Dopo tanto passato, è ora di parlare di qualcosa attuale, con una riflessione sul modo in cui social possano ancora essere degli elementi positivi.
Infatti grazie a Instagram e Youtube ho conosciuto loro:
Haku.
Storia da anime, 4 ragazze da due scuole differenti in un club dopo scuola si conoscono e formano un gruppo, fino a che diventa virale una loro cover di un pezzo simil filastrocca "Kamu kamo shikamo ni-domo kamo!"
Tutto in perfetta forma di reel, che diventa virale, migliaia di condivisioni, un video animato che diventa altrettanto virale. Le ragazze sono brave anche a proporre le loro canzoni durante le prove in studio pubblicando reel molto riconoscibili, inquadratura dall'alto, con testi in inglese, giapponese, coreano e spagnolo.

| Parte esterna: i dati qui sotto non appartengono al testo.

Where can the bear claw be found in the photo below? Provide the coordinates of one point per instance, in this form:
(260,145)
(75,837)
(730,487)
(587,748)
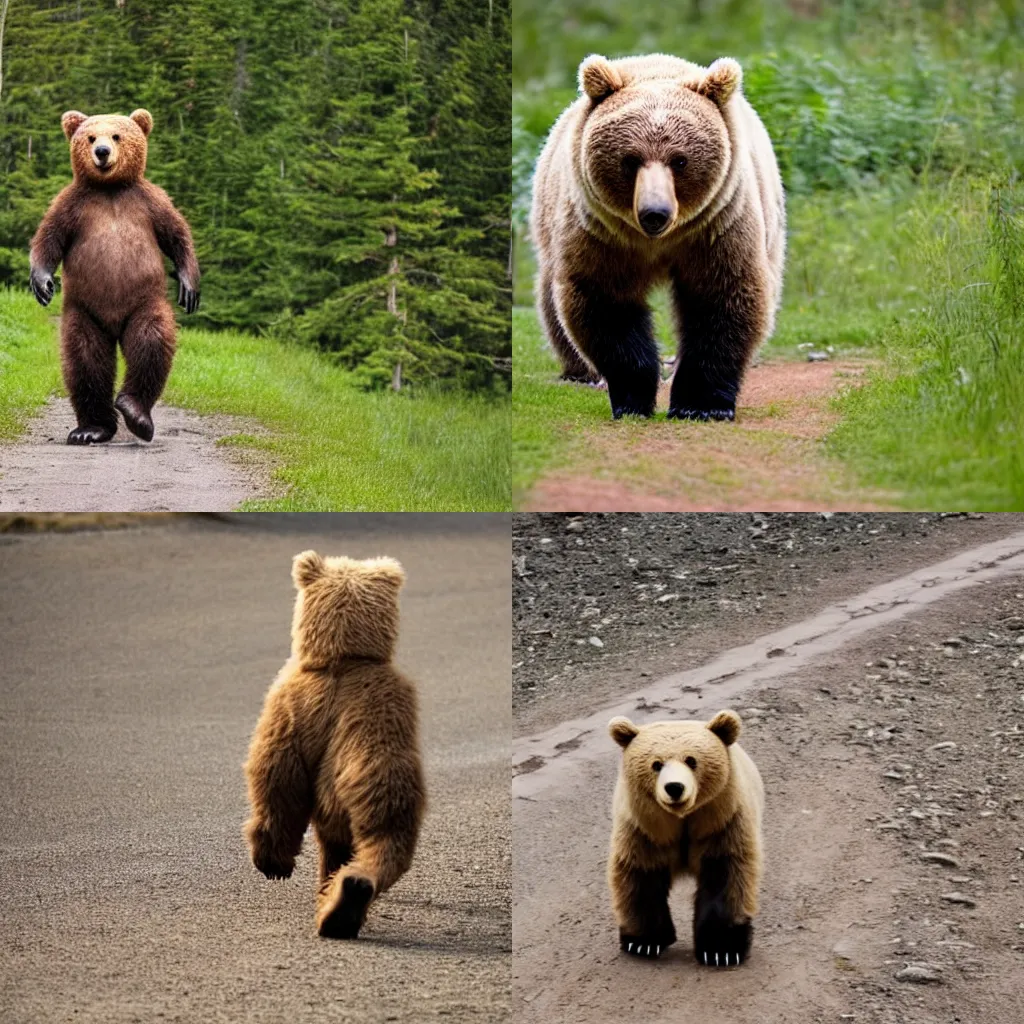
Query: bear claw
(90,435)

Benedetta curiosità che mi ha fatto andare oltre solo al video virale, per andare a scoprire 4 bravissime musiciste, con grande presenza scenica in live che si divertono nel suonare e contagiano chi vede i live. Ma soprattutto propongono quel tipo di rock melodico dove per me i giapponesi sono maestri. A me ricordano molto gli "Spitz" storico gruppo anni 90 che di quel genere è maestro e che io adoro. Hanno firmato con una major, sono sempre in giro per i live e si sono costruiti una fanbase con molti fan internazionali. Ad oggi, dall'altra parte del mondo ascolto il loro unico album e i singoli su spotify, seguo i live su youtube e gli aggiornamenti costanti su instagram e mi sono detto che effettivamente oggi appassionarsi a qualcosa nell'era dei social ha dei bei lati positivi.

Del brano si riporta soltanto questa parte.